例えば、どこぞの家出娘を拾って帰ってきただとか。
(あぁ……もう。だとしたら、ほんと、お人よしだなぁ)
でもきっと、彼女がそうしたのならば、放って置けないだけの事情があったのだろう。
礼は頬に滲んだ苦笑を食みながら、腕に抱えた最後の甕を棚へと置くと、手をパンパンと叩き、埃を落とす。そして、今日の売り上げについての帳簿を捲る秋へと面を向けた。

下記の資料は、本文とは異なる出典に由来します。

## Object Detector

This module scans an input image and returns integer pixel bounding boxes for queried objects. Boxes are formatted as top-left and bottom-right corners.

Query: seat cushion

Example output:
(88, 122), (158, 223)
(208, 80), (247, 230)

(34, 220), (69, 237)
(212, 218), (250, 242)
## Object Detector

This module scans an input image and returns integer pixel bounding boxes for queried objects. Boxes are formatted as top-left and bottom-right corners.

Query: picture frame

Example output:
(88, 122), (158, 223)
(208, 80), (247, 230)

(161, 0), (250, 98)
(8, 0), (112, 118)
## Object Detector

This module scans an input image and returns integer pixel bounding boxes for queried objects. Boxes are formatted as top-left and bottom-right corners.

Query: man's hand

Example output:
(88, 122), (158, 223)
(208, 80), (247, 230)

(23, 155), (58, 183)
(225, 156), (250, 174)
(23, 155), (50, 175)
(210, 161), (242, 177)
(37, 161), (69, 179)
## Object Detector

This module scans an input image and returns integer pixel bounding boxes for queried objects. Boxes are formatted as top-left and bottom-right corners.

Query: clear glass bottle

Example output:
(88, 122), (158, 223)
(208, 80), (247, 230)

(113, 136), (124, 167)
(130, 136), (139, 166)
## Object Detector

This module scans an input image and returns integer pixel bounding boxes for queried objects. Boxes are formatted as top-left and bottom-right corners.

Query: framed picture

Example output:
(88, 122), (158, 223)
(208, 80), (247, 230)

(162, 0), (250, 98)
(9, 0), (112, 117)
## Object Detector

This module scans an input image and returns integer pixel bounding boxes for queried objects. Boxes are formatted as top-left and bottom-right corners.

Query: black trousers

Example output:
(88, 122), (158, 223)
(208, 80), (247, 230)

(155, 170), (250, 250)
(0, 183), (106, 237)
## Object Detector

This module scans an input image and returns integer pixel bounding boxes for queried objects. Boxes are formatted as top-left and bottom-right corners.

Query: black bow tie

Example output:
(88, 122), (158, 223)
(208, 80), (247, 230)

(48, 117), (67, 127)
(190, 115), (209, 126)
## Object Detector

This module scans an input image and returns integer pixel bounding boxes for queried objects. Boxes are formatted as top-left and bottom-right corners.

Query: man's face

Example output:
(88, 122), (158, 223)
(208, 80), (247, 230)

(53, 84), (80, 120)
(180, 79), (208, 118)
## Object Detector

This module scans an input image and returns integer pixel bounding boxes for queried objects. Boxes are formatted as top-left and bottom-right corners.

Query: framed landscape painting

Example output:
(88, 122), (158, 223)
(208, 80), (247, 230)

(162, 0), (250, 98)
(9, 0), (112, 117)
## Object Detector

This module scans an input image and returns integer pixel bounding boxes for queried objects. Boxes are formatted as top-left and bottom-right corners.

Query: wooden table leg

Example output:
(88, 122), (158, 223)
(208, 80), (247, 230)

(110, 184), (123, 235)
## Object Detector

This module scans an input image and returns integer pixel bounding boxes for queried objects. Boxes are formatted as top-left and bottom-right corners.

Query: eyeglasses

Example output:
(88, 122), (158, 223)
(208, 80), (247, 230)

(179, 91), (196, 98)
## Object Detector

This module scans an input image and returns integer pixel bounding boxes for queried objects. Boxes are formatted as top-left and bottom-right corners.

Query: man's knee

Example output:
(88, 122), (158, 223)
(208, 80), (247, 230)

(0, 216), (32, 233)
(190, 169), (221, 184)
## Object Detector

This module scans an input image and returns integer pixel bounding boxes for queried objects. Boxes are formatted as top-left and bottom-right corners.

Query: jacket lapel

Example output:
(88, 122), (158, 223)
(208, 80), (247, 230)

「じゃあ僕は、月月帰ってきてるなら、これからちょっと挨拶してこようかな」
恐らく明日にもなれば、彼女の方から帰宅したことを伝えるために訪れてくれるとは思うが、もしかするとそのまままた新たな旅に出る可能性もある。
「あ、月月が連れてきたその人ってお酒飲めるかな?」
月はまだ子供舌のようで酒を好まず食べ物ばかりに目が行くようだが、同じ年頃ならばそろそろ酒のうまさを知っていてもおかしくはない。
礼が棚を端から追っていくと、女性から飲みやすいと評判の白酒の甕が見つかった。製造年は、月と自身の生まれた十六年前。かなり重厚な深い香りが楽しめるその酒は、それでも甘さがかなり強く、この村の若い女性に人気があるものだ。
(あ、これちょうどいいかも)
よいしょ、と手を伸ばし、礼がその甕を手に取った、その瞬間――。
「あぁ、環さんが結構イケる口っぽい師哥さんだ、といっていたので、大丈夫じゃないですか」
ぺら、と帳簿を捲りながら秋の声が少年の背へとかけられた。
「え」
どこか他人事のように疑問符ばかりが宿った声が、少年の唇から零れ落ちる。
同時に、彼の手にあったはずの甕がすとん、と落下し、鋭い音と共に床の上に芳醇な香りが散らばった。